Air Travel Can Be Traumatic (continued)
Eventually the plane roars down the runway, giving our necks a twist and delivering a couple of G’s directly to our stomachs as we try to keep from being pushed through the back of our seats.
Once safely in the air an attendant arrives with the cart with the snacks. The beverages, for some reason, are still free. With our choice comes a package of 11 peanuts. Our lunch for a three hour flight? And don’t ask for a pillow. When my wife requested one, an annoyed attendant growled, “We do not supply those anymore.”
Once on a flight, I was entertained by a bawling toddler behind me who kept time by kicking my seat during the entire flight. I can now honestly say I was kicked out of Arizona all the way into Indiana. At least there was no charge for that!
Invariably, somewhere on every flight there is a screaming infant whose modern mother, not wanting to harm his self esteem, pretends he might be somewhere in Boston instead of right in the middle of an airplane. Expect the flight attendant to do something? She is as intimidated as the mother.

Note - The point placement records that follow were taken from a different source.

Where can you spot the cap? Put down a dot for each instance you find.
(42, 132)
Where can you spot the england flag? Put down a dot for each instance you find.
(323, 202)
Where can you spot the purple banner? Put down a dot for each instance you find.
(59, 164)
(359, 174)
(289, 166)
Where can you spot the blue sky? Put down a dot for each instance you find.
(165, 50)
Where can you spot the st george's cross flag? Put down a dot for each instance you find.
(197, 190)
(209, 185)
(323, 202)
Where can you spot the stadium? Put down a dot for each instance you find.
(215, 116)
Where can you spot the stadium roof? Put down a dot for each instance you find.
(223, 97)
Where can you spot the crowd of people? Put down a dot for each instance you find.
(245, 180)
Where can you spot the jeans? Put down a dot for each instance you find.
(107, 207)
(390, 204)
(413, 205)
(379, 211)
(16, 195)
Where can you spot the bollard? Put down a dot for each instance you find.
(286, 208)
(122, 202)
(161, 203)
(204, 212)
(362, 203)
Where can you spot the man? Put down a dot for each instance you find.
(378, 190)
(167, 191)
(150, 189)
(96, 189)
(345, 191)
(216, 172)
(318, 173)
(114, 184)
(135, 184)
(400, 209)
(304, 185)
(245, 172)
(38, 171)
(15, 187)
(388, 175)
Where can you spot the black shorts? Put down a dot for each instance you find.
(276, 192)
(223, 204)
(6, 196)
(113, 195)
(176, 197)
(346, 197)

I have learned to stay out of the first class section, even if it does contain the only decent restroom. To venture there is to incur ugly looks from those flyers fortunate to have avoided the cattle car directly behind them. The cheap seats john is way in the rear. As for me, it might as well be on Mars. My advice to any traveler is to whistle, hold your breath, squint your eyes, tightly cross your legs or recite Bible verses. Maybe even try a Depends. But, no matter how dire, do not visit that stainless steel mini torture chamber. If all else fails and you truly must, the trip down the narrow aisle with the plane bouncing around will resemble a drunk attempting a samba.
So, why do we fly? Mainly because three air hours despite all the hazards beats expensive gasoline, high priced bed bug motels and bad food. I’ve heard flying is safer than driving on our interstates; obviously, not said by an Arizona driver.
Remember when we were told if we would just hop out of our automobiles and pump our own gas, the price would decrease? Something must have gone wrong with that plan. Before we bought that lie, an employee filled the tank, checked the tires and oil, washed the windshield and collected $.25 for each gallon. Most important, he, not us, was the guy who froze or got rained on. Flying, too, has subtracted the amenities and raised the prices.
Flipping a coin may be the best way to decide if flying or driving is the best choice for that visit to Uncle Henry’s. Perhaps we senior citizens were just born 30 years too late. Do we bask too frequently in the sunshine of the good old days? Perhaps all these irritations are just progress and we are simply getting old. You think?